Política e Administração Pública

Oposição busca apoio para CPMI da Petrobras; governo alega caráter político

As lideranças de partidos da oposição esperam reunir até amanhã assinaturas para criar comissão mista de inquérito. Líder do governo diz que investigação parlamentar não irá além da investigação já conduzida pelo Ministério Público, Polícia Federal, Tribunal Contas da União e Controladoria Geral da União.

01/04/2014 - 13:58  

Zeca Ribeiro / Câmara dos Deputados
Líder do PPS na Câmara, dep. Rubens Bueno (PR) fala sobre a viabilização da CPI Mista da Petrobrás
Rubens Bueno: obter assinaturas para criar comissão mista será tarefa fácil. 

As lideranças dos partidos de oposição na Câmara vão tentar reunir, até amanhã (2), as assinaturas necessárias para a criação da comissão parlamentar mista de inquérito (CPMI) da Petrobras. A decisão foi tomada em reunião de líderes do PSDB, DEM, PPS e Solidariedade na Liderança do PSDB no Senado.

O foco principal são os episódios da compra da refinaria de Pasadena, nos Estados Unidos; o contrato para a construção da refinaria Abreu Lima, em Pernambuco; e as denúncias de corrupção no contrato com a empresa holandesa SBM Offshore, que fornece equipamentos para a Petrobras. Na avaliação do líder do PPS, deputado Rubens Bueno (PR), a missão será fácil.

“Como o Senado já registrou o requerimento, então é fácil de você identificar rapidamente com as bancadas nossas e buscar as assinaturas daqueles que já assinaram. Nós temos hoje 192 assinaturas e nesse sentido então nós vamos buscar os mesmos deputados de hoje para amanhã e fazer acontecer as novas assinaturas porque é muito importante para registrar”, explicou.

Segundo o líder do PSDB no Senado, senador Álvaro Dias (PR), se o presidente do Senado, Renan Calheiros, fizer a leitura de criação da CPI Mista, vai ser retirado o pedido de CPI do Senado para prevalecer a CPI Mista.

TV CÂMARA
ARLINDO CHINAGLIA 1203
Chinaglia: CPMI não irá além da investigação feita por órgãos República como MP, PF, TCU e CGU

Caráter político
O líder do governo, deputado Arlindo Chinaglia (SP), afirma que a ideia de uma CPMI para Petrobras tem caráter político. “Nós temos a Polícia Federal investigando, Ministério Público investigando, Tribunal de Contas da União investigando, CGU investigando.
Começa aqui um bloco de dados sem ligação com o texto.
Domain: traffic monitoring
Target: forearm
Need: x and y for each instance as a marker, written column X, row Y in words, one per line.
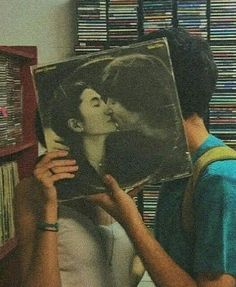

Nunca aconteceu de uma CPI ir além dos quatro órgãos da República responsáveis por fiscalizar e investigar, até pelo profissionalismo que eles têm”, avaliou.

O líder do governo afirma que não há disposição da liderança em pedir para deputados retirarem suas assinaturas da CPI. O líder do PT na Câmara, Vicentinho (SP), afirmou que defenderia a CPI se o objeto de investigação fosse ampliado para os contratos da Alstom no metrô de São Paulo; e as denúncias envolvendo o Porto de Suape, em Pernambuco, e a Cemig, Companhia Energética de Minas Gerais.

No entanto, para o senador Álvaro Dias, isso violaria o regimento. “Não há como misturar água com óleo. Metrô é metrô, Petrobras é Petrobras. Se o governo deseja investigar cartel de metrôs, e aí tem São Paulo, Porto Alegre, Salvador, Fortaleza e Brasília, que proponha uma nova CPI. Eu não coloco da minha parte nenhum obstáculo, ao contrário, coloco minha assinatura”.